The basic shape wasn’t so bad. It may have been understated with regard to the fins, but the detailing everywhere else seemed to be gorped up beyond belief, waaaaay overdone. Imagine this without those ‘pre-dented’ fenders, and with the ’57’s front and rear end treatments. Nice. Or vertical instead of canted front lights. Or keep the horizontal-themed rear but lose the heavy chrome framing and ponderous bumper.
Did 1958 America need a luxury car a foot longer then the Cadillac? I think this Lincoln was the answer to a question few people outside Ford management were asking.

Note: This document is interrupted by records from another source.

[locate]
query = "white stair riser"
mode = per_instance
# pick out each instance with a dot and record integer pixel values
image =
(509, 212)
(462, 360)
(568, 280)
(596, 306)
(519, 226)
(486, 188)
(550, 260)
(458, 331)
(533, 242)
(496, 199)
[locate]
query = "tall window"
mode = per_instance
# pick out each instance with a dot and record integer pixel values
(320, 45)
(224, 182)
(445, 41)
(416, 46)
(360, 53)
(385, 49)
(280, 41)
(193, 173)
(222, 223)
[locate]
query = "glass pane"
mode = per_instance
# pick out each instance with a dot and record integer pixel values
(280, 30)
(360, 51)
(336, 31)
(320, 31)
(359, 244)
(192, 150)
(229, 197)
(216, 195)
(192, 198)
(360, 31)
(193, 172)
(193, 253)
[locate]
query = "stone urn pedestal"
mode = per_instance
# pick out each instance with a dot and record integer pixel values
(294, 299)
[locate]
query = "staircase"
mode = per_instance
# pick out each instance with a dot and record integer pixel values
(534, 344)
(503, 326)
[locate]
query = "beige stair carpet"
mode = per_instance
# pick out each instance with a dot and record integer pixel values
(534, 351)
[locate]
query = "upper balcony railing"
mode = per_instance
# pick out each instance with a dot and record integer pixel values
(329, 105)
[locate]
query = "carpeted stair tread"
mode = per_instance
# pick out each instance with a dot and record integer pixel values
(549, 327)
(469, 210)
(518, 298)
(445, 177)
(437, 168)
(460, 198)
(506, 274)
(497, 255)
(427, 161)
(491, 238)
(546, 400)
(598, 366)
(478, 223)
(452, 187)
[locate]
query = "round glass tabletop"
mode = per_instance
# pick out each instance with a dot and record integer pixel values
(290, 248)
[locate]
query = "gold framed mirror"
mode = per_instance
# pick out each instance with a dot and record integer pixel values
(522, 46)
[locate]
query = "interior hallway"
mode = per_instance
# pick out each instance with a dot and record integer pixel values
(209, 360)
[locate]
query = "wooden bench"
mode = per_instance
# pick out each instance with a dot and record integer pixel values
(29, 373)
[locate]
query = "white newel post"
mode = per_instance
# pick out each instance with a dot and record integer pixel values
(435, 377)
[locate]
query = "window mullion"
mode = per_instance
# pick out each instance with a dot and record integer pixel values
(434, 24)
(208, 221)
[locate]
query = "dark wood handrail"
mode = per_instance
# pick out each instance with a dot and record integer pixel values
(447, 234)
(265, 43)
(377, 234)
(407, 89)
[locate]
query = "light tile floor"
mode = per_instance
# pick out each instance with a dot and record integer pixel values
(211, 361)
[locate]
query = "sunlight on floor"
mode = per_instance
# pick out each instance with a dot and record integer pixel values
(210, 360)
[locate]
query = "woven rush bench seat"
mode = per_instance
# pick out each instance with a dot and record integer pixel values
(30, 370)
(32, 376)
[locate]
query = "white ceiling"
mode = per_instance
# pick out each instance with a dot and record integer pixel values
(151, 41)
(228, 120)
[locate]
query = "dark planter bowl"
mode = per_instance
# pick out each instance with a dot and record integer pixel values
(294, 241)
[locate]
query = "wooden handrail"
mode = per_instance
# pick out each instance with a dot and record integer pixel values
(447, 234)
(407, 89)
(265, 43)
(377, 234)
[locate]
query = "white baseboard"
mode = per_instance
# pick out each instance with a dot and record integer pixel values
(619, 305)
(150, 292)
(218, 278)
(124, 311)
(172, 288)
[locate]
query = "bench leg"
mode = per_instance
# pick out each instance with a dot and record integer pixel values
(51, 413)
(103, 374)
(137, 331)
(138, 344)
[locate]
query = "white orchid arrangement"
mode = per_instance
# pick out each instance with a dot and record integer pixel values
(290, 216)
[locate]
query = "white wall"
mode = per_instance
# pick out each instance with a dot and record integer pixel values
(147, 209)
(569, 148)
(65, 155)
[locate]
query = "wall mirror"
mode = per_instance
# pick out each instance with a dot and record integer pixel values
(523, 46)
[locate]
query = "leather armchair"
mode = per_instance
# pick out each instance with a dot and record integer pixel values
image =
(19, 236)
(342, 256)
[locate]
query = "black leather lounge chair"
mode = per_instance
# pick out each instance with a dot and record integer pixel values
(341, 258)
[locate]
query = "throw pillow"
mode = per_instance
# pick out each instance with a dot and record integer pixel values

Peter, well put. Interestingly, while the Lincoln was first being developed the Continental still had its own design team. The chief designer of the Mark II, John Reinhart, came up with a number of proposed 1958 models that, in my view, look a lot better than what Ford management finally settled upon. You nicely sum up the problems with the Lincoln and Continental.
The cars that reached production were coordinated by John Najjar. Here is a quote from him that offers insight into his thinking at the time. I’m surprised that he didn’t acknowledge more directly that the design didn’t work well . . . regardless of how it was received by the public.
The oral history I draw this quote from goes on to talk about how Najjar was apparently removed as Lincoln chief stylist before the car was actually introduced — and he was never told why.
In reviewing all of the parts to this post, including the comments, it appears that the only person within Ford whom had a firm grip on reality in 1957 was Robert McNamara, As much as I love Frank Hersey’s two-seat Thunderbird, McNamara knew the 2+2 would sell better. Were the 1958 T-Birds plagued with quality problems as their bigger Lincoln assembly-mates were ? All I know as a kid in Indianapolis in 1958, the Thunderbird was a car more exciting than the Corvette. I have to believe that whatever misgivings McNamara had, he knew that most of the FoMoCo executive hierarchy, including Hank the Duece, still believed in the Reith plan of Ford, Edsel, the bigger Mercury, Lincoln and (now) Lincoln Continental. So, to have the “Super Mercury” (Park Lane ?), there had to be an even longer and wider Lincoln than the 1957 “Long, Low, Lovely” Julia Meade Lincoln.
The very impressive comparison graph in this post is the price comparison between luxury and near-luxury makes between 1955 and 1958. The rate of inflation was 1957 was 3.31 % and for 1958, 2.85 %. Combine that with the 1958 (beginning in late 1957) recession, the prices for the 1958 models, automakers had a double-whammy, so no wonder the Rambler was a big winner !
After Emmet Judge’s 1951 GM B/C/D Interchangeability Presentation to Ford management (per Thomas Bonsall’s Disaster in Dearborn), too bad Ford didn’t develop derivatives of the new 1957 Ford platform for Thunderbird (short wheelbase) and Lincoln (long wheelbase) instead of the expensive unibody program.
That’s a good point. Ford could have had a full and modern lineup with a much lower cost. In a way it is understandable that the bean counters at Ford subsequently became quite powerful because the lack of cost controls in the second half of the 1950s was remarkably reckless.